Приступив к возрождению дома в Фонтене, Морис де Бартель выбрал в качестве спальни для своей молодой жены комнату, в которой жила ее прабабка и которая благодаря консервативному духу семьи не претерпела никаких изменений с тех самых пор, как ее отделали еще во времена царствования г-жи де Помпадур. То была большая квадратная комната с альковом шириной с обычную часовню, где стояла огромная кровать. Только старую обивку стен из розового с серебром атласа заменили новой, в меру возможности соответствовавшей вкусам эпохи; вся лепнина сохранилась, пришлось лишь обновить позолоту; мебель тоже осталась на месте, надо было только заново перетянуть ее; роспись Буше над дверью не тронули, ее лишь отлакировали; во всех углах стояли покрытые резьбой прелестные консоли в стиле ярого рококо; восхитительные этажерки розового дерева заполняли пространство между окнами; стулья и кресла покоились на толстом ковре, в котором нога утопала, словно на лужайке в саду. Словом, эта спальня, целиком во вкусе восемнадцатого века, казалась покоями принцессы, уснувшей по мановению злой феи в 1735 году и проснувшейся через сто лет.

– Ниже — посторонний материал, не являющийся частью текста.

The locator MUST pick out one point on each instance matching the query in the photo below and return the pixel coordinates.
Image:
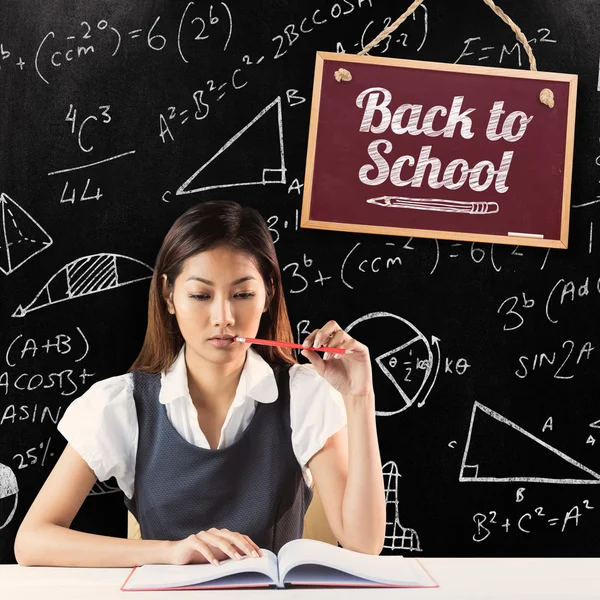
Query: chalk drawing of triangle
(499, 450)
(22, 236)
(87, 275)
(261, 162)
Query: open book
(299, 562)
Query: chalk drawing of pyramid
(257, 159)
(396, 536)
(499, 450)
(22, 236)
(9, 495)
(88, 275)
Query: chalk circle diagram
(9, 495)
(407, 360)
(397, 537)
(22, 236)
(256, 159)
(499, 450)
(87, 275)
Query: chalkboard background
(485, 358)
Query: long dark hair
(204, 227)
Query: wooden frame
(515, 239)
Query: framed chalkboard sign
(426, 149)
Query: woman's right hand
(212, 546)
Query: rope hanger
(546, 95)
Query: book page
(258, 570)
(391, 570)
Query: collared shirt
(101, 425)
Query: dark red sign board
(437, 150)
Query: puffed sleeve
(317, 412)
(102, 427)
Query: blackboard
(116, 117)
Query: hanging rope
(546, 95)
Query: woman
(213, 442)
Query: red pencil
(291, 345)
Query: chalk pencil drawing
(436, 204)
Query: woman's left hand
(349, 374)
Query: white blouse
(101, 425)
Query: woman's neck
(212, 386)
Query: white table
(459, 579)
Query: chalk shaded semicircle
(88, 275)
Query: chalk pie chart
(404, 363)
(9, 495)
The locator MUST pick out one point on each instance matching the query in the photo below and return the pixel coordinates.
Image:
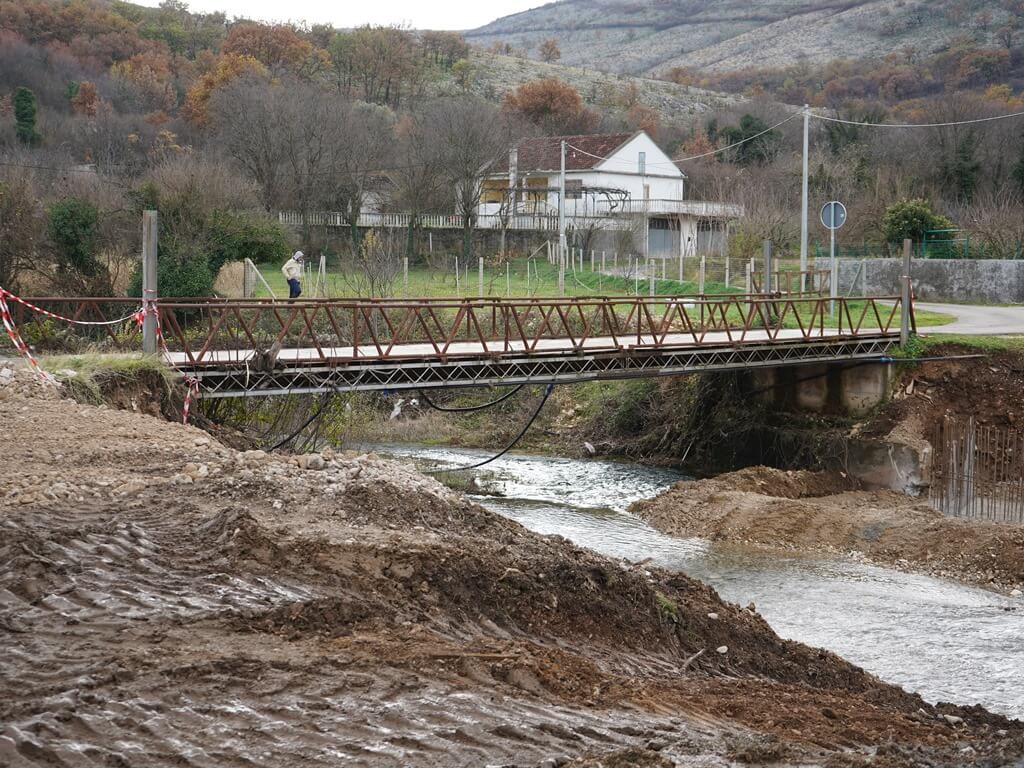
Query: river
(945, 641)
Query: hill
(637, 37)
(496, 75)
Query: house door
(660, 239)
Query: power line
(742, 141)
(675, 163)
(916, 125)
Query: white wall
(621, 171)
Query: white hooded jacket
(292, 268)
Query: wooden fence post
(150, 294)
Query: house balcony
(695, 208)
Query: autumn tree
(380, 65)
(909, 219)
(229, 68)
(279, 47)
(444, 48)
(86, 99)
(550, 51)
(464, 74)
(150, 79)
(643, 118)
(551, 104)
(755, 143)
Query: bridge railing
(220, 332)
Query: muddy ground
(165, 600)
(827, 512)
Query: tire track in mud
(91, 597)
(167, 601)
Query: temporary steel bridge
(264, 347)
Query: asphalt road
(977, 321)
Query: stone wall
(982, 281)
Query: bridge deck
(235, 373)
(264, 347)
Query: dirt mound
(812, 512)
(988, 388)
(780, 483)
(243, 608)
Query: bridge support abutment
(837, 388)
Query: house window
(494, 190)
(539, 194)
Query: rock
(130, 487)
(311, 461)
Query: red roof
(582, 153)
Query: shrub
(236, 237)
(189, 276)
(910, 219)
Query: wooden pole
(904, 325)
(150, 294)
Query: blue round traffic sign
(833, 215)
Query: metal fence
(977, 471)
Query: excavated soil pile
(823, 511)
(988, 388)
(165, 600)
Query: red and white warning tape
(148, 307)
(39, 310)
(15, 337)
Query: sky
(423, 14)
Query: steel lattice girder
(378, 376)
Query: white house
(612, 181)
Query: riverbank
(240, 607)
(829, 513)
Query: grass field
(542, 282)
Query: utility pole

По одну сторону от этой комнаты была расположена вторая гостиная, выходившая в покои, предназначенные для г-жи де Бартель, а по другую — спальня Мориса, отделенная от спальни жены лишь большой туалетной комнатой.
Спальня Мориса была выдержана в строгом стиле в противоположность вычурной спальне его жены. То была холостяцкая комната в полном смысле этого слова: большая железная кровать без всяких занавесей; тигровая шкура, брошенная у кровати на одноцветный ковер; шкаф, наполненный пронумерованными охотничьими ружьями; стол, заваленный арабскими ятаганами, греческими пистолетами, малайскими крисами и дамасскими саблями; стены, увешанные картинами Делакруа и Декана, акварелями Буланже и Бонингтона; камин, украшенный статуэтками Барра и Фёшера и часами с великолепной скульптурной группой работы Бари; за кроватью — кропильница мадемуазель Фово, до которой можно было дотянуться рукой. Таковы были украшения этого чисто мужского убежища; в глубине его находилась маленькая дверь в туалетную комнату, обитую простым тиком. Это был своего рода лагерь, вначале разбитый Морисом под вполне благовидным предлогом не будить по утрам жену в дни охоты, а на самом деле с целью обеспечить себе свободу.
Добавим, что черная лестница, которую устилал пушистый ковер, превращавший ее в парадную и заглушавший все звуки, сообщалась с туалетной комнатой.
Но с тех пор как Морис заболел, он не в силах был противиться матери и жене, и его поместили в большой спальне стиля Людовика XV, где по вечерам прямо в алькове ставили маленькую кровать для Клотильды. Кроме того, туда принесли фортепьяно; таким образом, в настоящее время другой гостиной не существовало, здесь, в этой комнате, г-жа де Бартель и Клотильда сосредоточили всю свою любовь, а вместе с ней и свои привычки.
Этому сыну, которого обожала мать, и мужу, о котором молодая жена проявляла столько неустанной заботы, да просто, наконец, Морису де Бартелю, до которого мы все-таки добрались, чтобы познакомить с ним наших читателей, пошел двадцать седьмой год. Этого человека судьба со всех точек зрения сделала своим баловнем, наделив его и громким именем, большим состоянием и к тому же еще и такими изысканными манерами, какие часто не могут дать ни состояние, ни имя.
В самом деле, трудно было бы отыскать молодого человека, столь являвшего собой образец истинного вельможи, каким был Морис де Бартель. На все, что принадлежало ему, сразу ложился отпечаток безупречного аристократизма. Лошади его были самые ухоженные, экипажи — самые элегантные, слуги одеты лучше всех в Париже. Ловкий во всех физических упражнениях, Морис сидел верхом на лошади не хуже Дора и Макензи; он в совершенстве владел шпагой и при стрельбе с двадцати пяти шагов разрезал пулю о лезвие ножа. С семилетнего возраста хозяин доставшегося ему состояния, свободный в своих действиях после достижения совершеннолетия, он наслаждался с полным удовольствием всепоглощающей жизнью Парижа, и ни разу чужая воля не вставала препятствием его собственной; а между тем, поспешим добавить, самые строгие блюстители нравственности ни разу не могли поставить ему в упрек его поведение: в самом деле, относясь к миру избранников, связанный узами дружбы с молодыми людьми, дорожившими своим именем и положением в обществе, он, уважая приличия и неизменно сохраняя чувство собственного достоинства, смог устоять перед теми бесчинствами, каким после революции 1830 года бездумно предавались некоторые знатные молодые люди, словно желая вознаградить себя за жесткие рамки их жизни в последние годы царствования Карла X.